# Operators of finite propagation

In the starting post of this series we considered infinite band matrices (with uniformly bounded entries) acting on infinite vectors and asked at the end the question how to determine whether a given matrix, which is not a band matrix, can be approximated by such. Today we provide the setup in order to answer this question properly in future posts. The notions introduced in this post are fundamental to large scale geometry.

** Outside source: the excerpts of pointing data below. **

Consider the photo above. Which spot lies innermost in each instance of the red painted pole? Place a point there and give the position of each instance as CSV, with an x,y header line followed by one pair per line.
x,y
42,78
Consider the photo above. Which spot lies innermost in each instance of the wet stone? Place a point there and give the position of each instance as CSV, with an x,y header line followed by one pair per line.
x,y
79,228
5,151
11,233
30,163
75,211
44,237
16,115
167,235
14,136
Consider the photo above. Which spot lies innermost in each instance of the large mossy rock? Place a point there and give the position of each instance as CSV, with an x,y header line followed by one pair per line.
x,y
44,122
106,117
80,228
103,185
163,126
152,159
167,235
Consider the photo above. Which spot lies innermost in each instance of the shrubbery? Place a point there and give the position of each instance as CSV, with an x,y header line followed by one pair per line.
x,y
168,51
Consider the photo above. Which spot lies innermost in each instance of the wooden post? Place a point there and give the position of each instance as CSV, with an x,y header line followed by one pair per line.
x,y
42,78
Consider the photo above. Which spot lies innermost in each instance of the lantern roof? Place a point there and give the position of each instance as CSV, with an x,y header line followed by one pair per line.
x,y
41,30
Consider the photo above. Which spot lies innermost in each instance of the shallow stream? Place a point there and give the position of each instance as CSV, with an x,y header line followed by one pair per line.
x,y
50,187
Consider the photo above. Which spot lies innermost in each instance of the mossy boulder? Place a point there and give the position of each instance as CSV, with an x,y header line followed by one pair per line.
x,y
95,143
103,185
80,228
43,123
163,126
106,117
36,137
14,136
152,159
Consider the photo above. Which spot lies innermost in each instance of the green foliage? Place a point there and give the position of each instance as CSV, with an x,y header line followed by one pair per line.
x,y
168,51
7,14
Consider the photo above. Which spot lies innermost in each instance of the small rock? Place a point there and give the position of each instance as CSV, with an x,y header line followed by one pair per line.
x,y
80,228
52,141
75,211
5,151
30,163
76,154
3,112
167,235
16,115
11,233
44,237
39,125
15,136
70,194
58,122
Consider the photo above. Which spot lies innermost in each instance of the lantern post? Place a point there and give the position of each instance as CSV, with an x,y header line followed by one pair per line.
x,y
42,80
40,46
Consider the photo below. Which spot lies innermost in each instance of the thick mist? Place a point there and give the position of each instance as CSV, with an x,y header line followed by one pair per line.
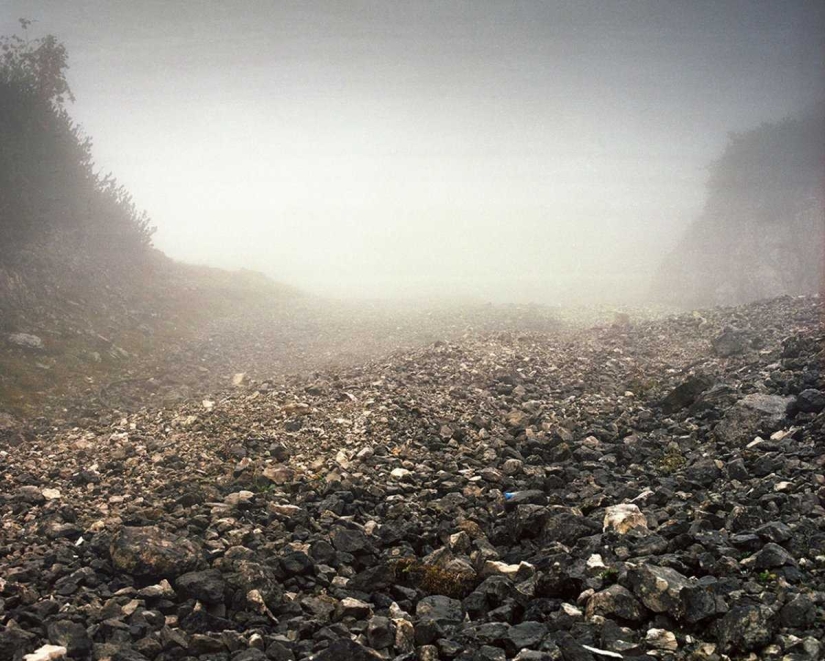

We consider a metric space $$(X,d)$$. On it we consider the space $$\ell^2(X)$$ of all square-summable sequences indexed by points in $$X$$. The metric $$d$$ on $$X$$ comes into play by the following definition:

A linear operator $$T$$ acting on $$\ell^2(X)$$ is said to have finite propagation, if there exists an $$R > 0$$ such that for all $$v \in \ell^2(X)$$ we have $\mathrm{supp}(Tv) \subset \mathrm{Neigh}(\mathrm{supp}(v),R),$ where $$\mathrm{Neigh}(\mathrm{supp}(v),R)$$ is the neighbourhood of distance $$R$$ around $$\mathrm{supp}(v)$$, i.e., all points in $$X$$ of distance at most $$R$$ to $$\mathrm{supp}(v)$$.

If $$(X,d)$$ is the set $$\mathbb{Z}$$ equipped with the usual distance, then operators of finite propagation are exactly the infinite band matrices. The smallest possible value of $$R$$ in the above definition is called the propagation of $$T$$.

In the following, given a linear operator $$T$$ on $$\ell^2(X)$$, its entry $$T_{x,y}$$ is defined as $$(T\delta_y)(x)$$, where $$\delta_y \in \ell^2(X)$$ denotes the sequence which has only one non-zero entry, namely $$1$$ on the point $$y$$.

In the starting post we noticed that if the entries of an infinite band matrix are uniformly bounded (in absolute value), then the matrix defines a bounded operator on $$\ell^2(\mathbb{Z})$$ with norm bound $$\|T\| \le M\cdot K$$, where $$M$$ is the thickness of the band of non-zero entries and $$K$$ is the uniform upper bound on the absolute values of the entries. But on a general metric space $$(X,d)$$, if we are given an operator of finite propagation with uniformly bounded entries it does not necessarily define a bounded operator on $$\ell^2(X)$$. Morally, the reason for this is that the $$M$$ in the estimate is actually not the thickness of the band, but it is the number of elements in a row (or column) of the band. And on a general metric space this might be infinite. Hence the following definition:

The metric space $$(X,d)$$ is said to have bounded geometry, if for every $$R>0$$ we have $\sup_{x\in X} \#\mathrm{Neigh}(x,R) < \infty.$

Note that a metric space of bounded geometry is necessarily discrete, since every ball of finite radius must have only finitely many elements.

The following basic estimate is now immediate:

Let $$(X,d)$$ be a metric space of bounded geometry and let $$T$$ be a linear operator of finite propagation on $$\ell^2(X)$$. If the entries of $$T$$ are uniformly bounded, then $$T$$ defines a bounded operator on $$\ell^2(X)$$ with $\|T\| \le \sup_{x\in X} \#\mathrm{Neigh}(x,\mathrm{prop}(T)) \cdot \sup_{x,y \in X} |T_{x,y}|,$ where $$\mathrm{prop}(T)$$ denotes the propagation of $$T$$.

Note that the converse to this result is obvious: if $$T$$ is a bounded operator on $$\ell^2(X),$$ then its entries must be uniformly bounded: $$|T_{x,y}| \le \|T\|$$.

In this generalized setup, the original question of approximating infinite matrices by band matrices becomes the question of investigating for a metric space $$(X,d)$$ of bounded geometry the operator norm closure of all bounded, linear operators of finite propagation on $$\ell^2(X)$$. We will start this investigation in a future post.